Ammetto di essere molto di parte in questo discorso. Sono entusiasta nei confronti dell’AI e degli ultimi sviluppi. Ciò che nel 2017 si credeva fantascientifico agli albori della sintesi di immagini con le GAN (Generative Adversarial Network, un sistema molto usato nella produzione di immagini artificiali) oggi brucia i tempi di computazione con i nuovi modelli di diffusione. Per esempio, per generare un volto realistico con una GAN ci volevano dei giorni fino a pochi anni fa, adesso il tutto può avvenire, con diverse variazioni sulla stessa immagine pure, in meno di un minuto.
In generale sono un fervente sostenitore di Stable Diffusion e di tutti i sistemi di machine e deep learning open source, a differenza di ben più celebri modelli privati e che non lasciano la possibilità all’utente di personalizzare e modificare il codice (Dall-e, Midjourney..).

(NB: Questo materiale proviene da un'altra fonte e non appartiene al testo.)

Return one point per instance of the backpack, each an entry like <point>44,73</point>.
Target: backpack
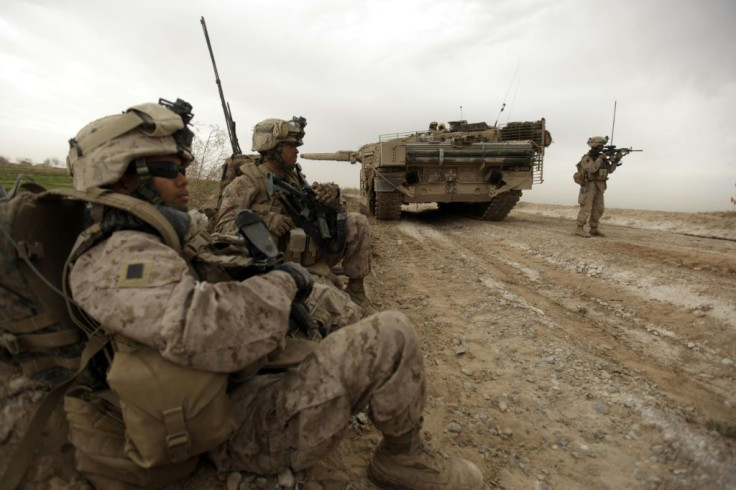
<point>37,232</point>
<point>579,176</point>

Penso che l’AI vada intesa come un nuovo strumento e come ogni strumento non è né fondamentale né del tutto superfluo in una produzione artistica. Mi interessa molto vedere come si delineeranno nuove tendenze e nuovi utilizzi di questi tool e provo molta euforia nell’osservare giorno per giorno come evolve velocemente questa tecnologia e come si sviluppa sempre di più il dibattito etico e sociale che la accompagna da sempre. Penso che l’artificiale potrà anche mettere in crisi il ruolo dell’uomo su tanti aspetti tecnici e professionali (come molti millantano in articoli di giornale clickbait), ma non potrà produrre nulla di negativo al mondo dell’arte se non quello di rivoluzionare molti aspetti, alzarne il livello e riportare l’essenza sul contenuto.
Per chiudere, non bisogna dimenticare che vi esibirete a Torino, che è la vostra città, siete emozionati?

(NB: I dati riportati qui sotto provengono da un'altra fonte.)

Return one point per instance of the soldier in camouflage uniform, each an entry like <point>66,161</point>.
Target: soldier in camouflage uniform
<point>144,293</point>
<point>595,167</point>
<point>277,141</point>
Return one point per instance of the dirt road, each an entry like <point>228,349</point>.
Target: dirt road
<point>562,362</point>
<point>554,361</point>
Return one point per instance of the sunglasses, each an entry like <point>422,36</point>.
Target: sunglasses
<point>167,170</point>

Sì, molto emozionati. Inoltre, il Cinema Massimo è per me da sempre un posto speciale : venivo qui a vedere i vecchi classici d’avanguardia quando ancora frequentavo il liceo, passavo lunghe giornate da una sala all’altra durante il Torino Film Festival (e pure per Seeyousound, che mi ha fatto scoprire svariate indimenticabili pellicole) e ho avuto pure il piacere di farci delle lezioni dentro durante l’università.